5. Pas de tortures, être correct avec eux, sans plus. Les considérer comme prisonniers.
6. L'acheminement doit être très secret. Ne pas dire aux civils que ces hommes sont des prisonniers.
7. Ne pas cesser la surveillance, ni de jour ni de nuit, et surveiller tout particulièrement le gradé.
8. Transmettre toutes ces consignes au groupe qui prendra en charge ces prisonniers.
Ces consignes, formulées avec de légères variantes, ont été retrouvées dans la plupart des willayas. Il s'agit donc d'une ligne politique dictée par les chefs du FLN.

1. Note prise sur un soldat de l'ALN et publiée en octobre 1958, au sujet du convoyage d'un groupe de prisonniers. (Page 90)

Les exécutions malencontreuses et rares de certains militaires français par le F.L.N n'est le fait que de représailles contre la guillotine.(Page 91 & 92)

- La torture
Quelques scènes détaillées rapportées par les anciens appelés.

- L'intoxication concernant la bestialité du FLN
Aux témoins de tels actes (barbarie FLN. NdlR), il faut ajouter ceux qui n'ont rien vu, mais qui racontent quand même. La majorité. Des brochures sur les crimes des fellagha circulent, et des appelés ont vu en effet des films de propagande décrivant complaisamment les diverses mutilations infligées par des rebelles sans foi ni loi. Des histoires horribles se transmettent de contingent en contingent. A tel endroit, les rebelles ont égorgé tant de personnes. Et de citer le nom d'un village situé très près du lieu où stationne l'unité. Comme ces récits ne sont jamais situés dans le temps, tous ont l'impression que les événements décrits datent de la veille. Ainsi, les exactions du F.L.N apparaissent permanentes et menaçantes.
D'autres récits courent. Les rebelles ont décidé d'attaquer le convoi de ravitaillement ou la patrouille. Heureusement, une séance de torture pratiquée à bon escient a permis de déjouer leur plan, et de sauver, des vies humaines. Ce sont partout les mêmes histoires. A croire qu'elles ne circulent pas innocemment.

Dans ce contexte de crainte et de haine, la torture a pu se développer, se généraliser, passer du stade artisanal au stade industriel. (Pages 125 & 126)

L'auteur qui minimise (récuse?) les atrocités du F.L.N, fustige "ceux qui n'ont rien vu". Impliquant par la même que les témoignages de ceux qui ont vu sont nuls et non avenus.
Dans sa présentation l'auteur atteste : " Le hasard a fait que je n'ai pas eu à assister à des événements, telle la torture". Il n'a donc lui aussi rien vu mais il semble beaucoup plus réceptif aux tortures des uns et met en doute les barbaries des autres.

- L'O.A.S.
L'Organisation de l'Armée Secrète (O.A.S.) est née quelques mois auparavant de la réunion de plusieurs groupes d'activistes. Après l'échec du putsch des généraux, elle se lance dans l'action violente. Pendant des mois, plasticages, meurtres, incendies, deviennent monnaie courante dans les villes. Les pieds-noirs ont trouvé leurs Zorros. Ils vibrent aux exploits de cette année clandestine qui utilise tous les moyens de la terreur, alors qu'ils ont toujours condamné sans ménagement les actions pourtant généralement moins meurtrières du FLN. (Page 174)
- Les sources
Quelques documents officiels, JJSS, Jules Roy, des publications de déserteurs ou porteurs de valises et surtout : "Dans son livre La Raison d'État (Éditions de Minuit, 1962), Pierre Vidal-Naquet publie un choix remarquable de textes officiels. C'est de ce livre que proviennent les principales citations que nous donnons dans ces pages." (Page 134)

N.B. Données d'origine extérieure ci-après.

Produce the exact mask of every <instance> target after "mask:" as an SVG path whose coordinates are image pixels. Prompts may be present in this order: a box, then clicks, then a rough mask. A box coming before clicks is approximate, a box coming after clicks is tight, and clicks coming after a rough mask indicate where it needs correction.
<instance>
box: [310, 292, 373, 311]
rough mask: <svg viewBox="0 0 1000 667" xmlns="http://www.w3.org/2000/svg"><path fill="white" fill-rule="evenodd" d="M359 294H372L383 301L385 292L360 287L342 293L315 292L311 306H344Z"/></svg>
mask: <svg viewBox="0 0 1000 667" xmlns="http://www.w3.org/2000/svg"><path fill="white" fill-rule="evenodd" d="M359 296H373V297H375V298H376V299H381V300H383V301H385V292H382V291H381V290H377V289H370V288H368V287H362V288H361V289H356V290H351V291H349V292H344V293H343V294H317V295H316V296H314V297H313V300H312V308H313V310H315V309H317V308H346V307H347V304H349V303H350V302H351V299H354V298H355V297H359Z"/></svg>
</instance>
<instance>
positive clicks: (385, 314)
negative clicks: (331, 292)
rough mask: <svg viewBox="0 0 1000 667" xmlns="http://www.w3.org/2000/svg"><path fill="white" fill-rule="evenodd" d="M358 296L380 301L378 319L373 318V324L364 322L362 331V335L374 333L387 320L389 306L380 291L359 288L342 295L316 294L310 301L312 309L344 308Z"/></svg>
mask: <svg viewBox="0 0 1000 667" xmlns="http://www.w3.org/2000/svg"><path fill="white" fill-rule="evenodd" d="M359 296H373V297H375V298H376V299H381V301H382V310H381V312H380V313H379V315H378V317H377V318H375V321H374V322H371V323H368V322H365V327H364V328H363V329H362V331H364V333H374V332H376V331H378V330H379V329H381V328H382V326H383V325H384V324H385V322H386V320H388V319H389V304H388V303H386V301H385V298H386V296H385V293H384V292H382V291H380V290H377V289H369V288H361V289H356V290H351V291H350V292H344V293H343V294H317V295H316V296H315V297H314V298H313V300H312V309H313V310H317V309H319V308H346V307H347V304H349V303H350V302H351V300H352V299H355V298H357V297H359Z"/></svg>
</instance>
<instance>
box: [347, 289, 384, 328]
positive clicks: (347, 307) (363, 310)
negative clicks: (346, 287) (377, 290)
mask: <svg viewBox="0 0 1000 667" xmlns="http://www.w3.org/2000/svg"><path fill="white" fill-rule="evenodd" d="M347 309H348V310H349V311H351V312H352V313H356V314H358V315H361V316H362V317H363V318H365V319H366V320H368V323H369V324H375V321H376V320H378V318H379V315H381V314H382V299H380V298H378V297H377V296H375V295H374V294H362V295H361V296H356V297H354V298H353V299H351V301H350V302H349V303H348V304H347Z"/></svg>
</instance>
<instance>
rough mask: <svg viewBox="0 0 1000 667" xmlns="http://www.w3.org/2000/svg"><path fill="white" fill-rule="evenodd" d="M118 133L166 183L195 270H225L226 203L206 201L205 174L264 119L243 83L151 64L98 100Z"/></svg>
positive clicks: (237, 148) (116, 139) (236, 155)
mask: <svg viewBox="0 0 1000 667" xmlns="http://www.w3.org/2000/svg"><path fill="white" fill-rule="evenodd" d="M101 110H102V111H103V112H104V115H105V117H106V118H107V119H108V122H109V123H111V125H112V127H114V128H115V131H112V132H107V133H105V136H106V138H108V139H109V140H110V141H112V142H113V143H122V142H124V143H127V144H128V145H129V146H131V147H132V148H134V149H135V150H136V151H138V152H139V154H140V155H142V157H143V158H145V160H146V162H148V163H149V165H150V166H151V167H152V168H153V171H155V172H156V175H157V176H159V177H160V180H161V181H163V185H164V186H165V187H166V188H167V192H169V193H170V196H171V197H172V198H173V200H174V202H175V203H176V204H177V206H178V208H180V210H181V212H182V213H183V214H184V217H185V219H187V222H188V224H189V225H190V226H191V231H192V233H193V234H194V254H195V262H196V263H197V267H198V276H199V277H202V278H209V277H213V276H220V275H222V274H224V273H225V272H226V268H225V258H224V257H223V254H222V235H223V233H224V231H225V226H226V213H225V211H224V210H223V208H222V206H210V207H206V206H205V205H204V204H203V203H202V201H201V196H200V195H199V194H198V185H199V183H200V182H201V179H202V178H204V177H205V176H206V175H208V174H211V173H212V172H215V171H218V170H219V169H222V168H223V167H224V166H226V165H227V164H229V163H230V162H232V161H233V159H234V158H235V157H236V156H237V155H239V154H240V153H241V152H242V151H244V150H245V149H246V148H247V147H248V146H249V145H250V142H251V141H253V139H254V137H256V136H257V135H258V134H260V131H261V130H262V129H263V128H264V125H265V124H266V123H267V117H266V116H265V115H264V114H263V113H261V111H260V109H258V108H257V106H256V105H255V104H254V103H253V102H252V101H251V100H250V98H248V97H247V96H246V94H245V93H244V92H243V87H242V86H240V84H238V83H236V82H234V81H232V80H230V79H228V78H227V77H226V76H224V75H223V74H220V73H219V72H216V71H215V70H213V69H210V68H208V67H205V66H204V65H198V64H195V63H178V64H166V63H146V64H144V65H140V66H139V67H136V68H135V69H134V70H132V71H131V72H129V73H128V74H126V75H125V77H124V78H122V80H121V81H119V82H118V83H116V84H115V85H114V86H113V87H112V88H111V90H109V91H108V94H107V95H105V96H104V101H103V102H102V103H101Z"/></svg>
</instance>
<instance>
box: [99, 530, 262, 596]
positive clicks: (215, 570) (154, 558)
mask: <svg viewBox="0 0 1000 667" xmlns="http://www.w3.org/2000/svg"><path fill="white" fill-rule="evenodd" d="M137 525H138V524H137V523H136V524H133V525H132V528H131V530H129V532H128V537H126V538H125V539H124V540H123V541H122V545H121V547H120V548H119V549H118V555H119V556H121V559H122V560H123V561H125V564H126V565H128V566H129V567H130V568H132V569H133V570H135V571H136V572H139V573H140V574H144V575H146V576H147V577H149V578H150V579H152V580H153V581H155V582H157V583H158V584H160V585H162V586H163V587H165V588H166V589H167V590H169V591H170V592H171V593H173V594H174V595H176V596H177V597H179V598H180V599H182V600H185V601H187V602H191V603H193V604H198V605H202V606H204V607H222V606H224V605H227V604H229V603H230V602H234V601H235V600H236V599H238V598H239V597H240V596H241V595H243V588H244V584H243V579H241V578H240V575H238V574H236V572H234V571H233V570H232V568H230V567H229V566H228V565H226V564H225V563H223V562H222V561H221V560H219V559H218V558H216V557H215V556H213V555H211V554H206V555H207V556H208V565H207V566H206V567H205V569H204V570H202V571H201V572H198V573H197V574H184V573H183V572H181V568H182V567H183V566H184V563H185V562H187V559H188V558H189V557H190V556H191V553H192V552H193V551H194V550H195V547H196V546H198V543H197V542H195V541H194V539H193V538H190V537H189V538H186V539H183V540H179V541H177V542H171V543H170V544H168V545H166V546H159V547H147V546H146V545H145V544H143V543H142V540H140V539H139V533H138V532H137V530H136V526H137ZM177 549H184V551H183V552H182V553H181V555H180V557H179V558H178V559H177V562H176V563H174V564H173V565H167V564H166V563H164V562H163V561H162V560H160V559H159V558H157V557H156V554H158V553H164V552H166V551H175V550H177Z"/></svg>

Tout y passe. La légitimation de l'insurrection considérée comme générale et unanime, l'angélisme des combattants de l'A.L.N, les généralisations sur la torture de l'armée française, "les corvées de bois", le verre d'eau bien sur, les brutalités de l'O.A.S.. Les mêmes silences, les mêmes omissions, les mêmes négations du contexte. S'ajoutent en plus quelques contre vérités flagrantes. Et si nous sommes sensibles à certains témoignages parfois poignants rapportés, il en reste un livre comme nous en connaissons beaucoup. Conforme au climat ambiant. Aucun manichéisme, aucune partialité et pas idéologiquement orienté pour deux sous...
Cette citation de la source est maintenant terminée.